Charles Kane, 72, helped unify Seattle community colleges

Former Seattle Community College Chancellor Chuck Kane could go from asking corporate leaders for million-dollar scholarship checks to picking up trash on Broadway on Capitol Hill.

He did it because he believed every student deserved a chance and because he wanted students to feel respected by a school that kept itself clean.

Charles A. "Chuck" Kane, the education leader and basketball coach who brought together the three Seattle community colleges, died yesterday morning in Riverside, Calif., at the age of 72 after a long fight with prostate cancer.

As chancellor from 1992 to 1999, Mr. Kane raised one of the largest community-college campaigns to create student scholarships and turned the Seattle Community Colleges into a nationally recognized model.

"He always said everybody needs a hand up, not a handout," said Constance Rice, former vice chancellor.

"He saw his role of lifting people so they can lift themselves," Rice said.

Seattle was the final stop in a teaching and coaching career that spanned more than 40 years.

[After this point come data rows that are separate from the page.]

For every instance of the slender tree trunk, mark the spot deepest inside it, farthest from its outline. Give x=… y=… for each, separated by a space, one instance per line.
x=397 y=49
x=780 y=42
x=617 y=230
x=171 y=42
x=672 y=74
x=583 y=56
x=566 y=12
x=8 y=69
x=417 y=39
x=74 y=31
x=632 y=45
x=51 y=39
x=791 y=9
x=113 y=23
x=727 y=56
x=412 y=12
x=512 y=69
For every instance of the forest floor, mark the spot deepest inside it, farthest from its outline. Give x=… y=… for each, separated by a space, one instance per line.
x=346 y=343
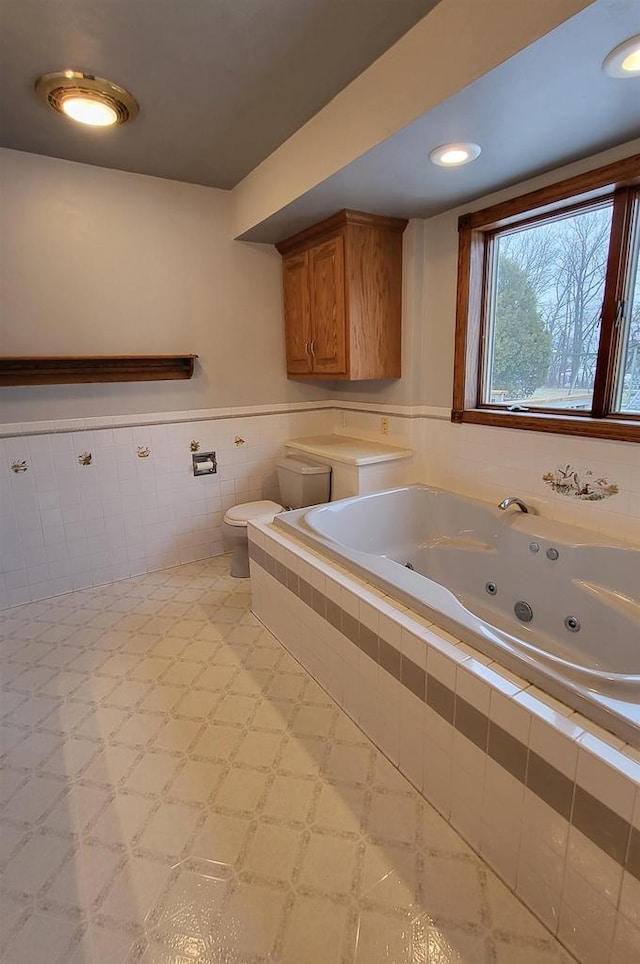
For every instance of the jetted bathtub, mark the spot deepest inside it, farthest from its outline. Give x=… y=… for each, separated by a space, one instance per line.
x=558 y=604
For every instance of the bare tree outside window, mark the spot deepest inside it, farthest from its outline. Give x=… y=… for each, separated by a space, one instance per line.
x=546 y=309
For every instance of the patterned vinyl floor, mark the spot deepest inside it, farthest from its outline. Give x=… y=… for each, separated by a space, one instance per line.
x=176 y=789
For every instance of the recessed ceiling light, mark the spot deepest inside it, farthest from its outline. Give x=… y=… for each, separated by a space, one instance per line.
x=87 y=99
x=454 y=155
x=624 y=60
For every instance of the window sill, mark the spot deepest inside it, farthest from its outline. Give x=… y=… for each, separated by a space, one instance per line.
x=618 y=429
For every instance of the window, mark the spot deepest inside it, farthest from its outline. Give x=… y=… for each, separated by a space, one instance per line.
x=548 y=326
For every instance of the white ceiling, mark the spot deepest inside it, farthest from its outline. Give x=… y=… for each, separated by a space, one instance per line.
x=221 y=83
x=547 y=106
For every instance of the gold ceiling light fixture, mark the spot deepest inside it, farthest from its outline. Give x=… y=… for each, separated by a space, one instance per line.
x=87 y=99
x=624 y=60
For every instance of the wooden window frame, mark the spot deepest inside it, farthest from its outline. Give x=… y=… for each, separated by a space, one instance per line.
x=618 y=181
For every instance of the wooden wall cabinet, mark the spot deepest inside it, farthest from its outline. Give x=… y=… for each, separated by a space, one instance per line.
x=342 y=283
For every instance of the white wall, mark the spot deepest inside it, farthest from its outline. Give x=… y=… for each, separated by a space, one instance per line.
x=96 y=261
x=65 y=525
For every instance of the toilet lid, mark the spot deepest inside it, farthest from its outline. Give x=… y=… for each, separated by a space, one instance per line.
x=239 y=515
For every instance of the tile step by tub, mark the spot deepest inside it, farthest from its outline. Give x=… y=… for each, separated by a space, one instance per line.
x=501 y=761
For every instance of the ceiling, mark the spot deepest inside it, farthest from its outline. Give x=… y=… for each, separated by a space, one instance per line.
x=221 y=83
x=547 y=106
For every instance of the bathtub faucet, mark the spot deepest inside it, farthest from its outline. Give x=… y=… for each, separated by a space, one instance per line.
x=513 y=501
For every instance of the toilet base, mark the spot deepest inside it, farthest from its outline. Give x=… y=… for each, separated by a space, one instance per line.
x=240 y=561
x=235 y=539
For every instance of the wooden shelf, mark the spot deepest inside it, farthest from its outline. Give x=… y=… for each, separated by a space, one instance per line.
x=70 y=369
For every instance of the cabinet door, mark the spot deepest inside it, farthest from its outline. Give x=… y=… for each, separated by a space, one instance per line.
x=297 y=320
x=326 y=285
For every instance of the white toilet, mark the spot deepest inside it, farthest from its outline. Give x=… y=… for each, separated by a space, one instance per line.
x=301 y=483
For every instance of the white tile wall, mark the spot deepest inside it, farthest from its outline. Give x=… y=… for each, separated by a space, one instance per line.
x=580 y=893
x=491 y=463
x=66 y=526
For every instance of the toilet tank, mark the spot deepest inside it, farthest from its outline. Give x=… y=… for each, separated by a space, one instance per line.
x=303 y=483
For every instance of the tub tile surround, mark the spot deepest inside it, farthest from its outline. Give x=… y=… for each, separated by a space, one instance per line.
x=549 y=800
x=68 y=522
x=64 y=525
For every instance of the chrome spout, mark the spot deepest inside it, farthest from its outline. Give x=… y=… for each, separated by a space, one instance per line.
x=512 y=500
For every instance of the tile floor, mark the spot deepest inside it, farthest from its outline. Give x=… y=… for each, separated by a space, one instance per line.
x=177 y=790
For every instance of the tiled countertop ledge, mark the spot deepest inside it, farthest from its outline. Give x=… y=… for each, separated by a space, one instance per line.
x=602 y=800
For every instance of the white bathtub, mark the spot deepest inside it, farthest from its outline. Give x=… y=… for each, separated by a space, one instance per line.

Mr. Kane was born in Bozeman, Mont., but grew up in Riverside, raised by a sheriff father and a mother who worked at the University of California there.

He played basketball in high school, then at community college and won a basketball scholarship to Pepperdine University, where he served as student-body president before graduating in 1954.

He received his master's degree and doctorate in education administration from the University of Southern California.

After joining the Army and coaching high-school basketball, Mr. Kane became the basketball coach at Long Beach City College, where he began his administrative career.

He eventually returned to Riverside as superintendent and president of Riverside Community College.

In 1992, Mr. Kane came to Seattle to become community-college chancellor, still using his basketball coaching skills.

During his time in Seattle, Mr. Kane got up every morning at 5 a.m., then often had breakfast at Lowell's in Pike Place Market, where not a single server escaped a spiel on the virtue of going back to school.

Seattle's three community colleges gradually came together under his tenure.

"Everyone is now pulling their resources for the whole of the system rather than their own campus," says Rice.

The collegiality he helped forge was what allowed Mr. Kane to raise more than $20 million from businesses and individuals to create scholarships.

"He did it so that (students) were able to better themselves, to improve their lives and their standard of living for their families, for women and ethnic minorities that had been out struggling," said Rice.

Mr. Kane took that diversity ethic and applied it to his own administration, hiring presidents of color at all three Seattle community colleges. For his efforts, he received the Edwin T. Pratt Award from the Urban League of Metropolitan Seattle and the Award for Human Rights from the Northwest National Association for the Advancement of Colored People (NAACP).

After he was diagnosed with prostate cancer, Mr. Kane retired to Riverside in 1999 to take care of his mother.

He is survived by his wife, Marie Kane; his brother Clark Kane; his children Russell Kane, Karen Kane, Carol Bracey, Kathy Bonelli, Kristy Mapes and stepson Dan Hays; 13 grandchildren; and two step-grandchildren.

Memorial donations may be made in Mr. Kane's name to the Charles A. Kane scholarship fund at the Seattle Community Colleges; Riverside Community College; the general scholarship fund at Long Beach City College or Rio Hondo College; the Riverside Sport Hall of Fame; or any hospice organization.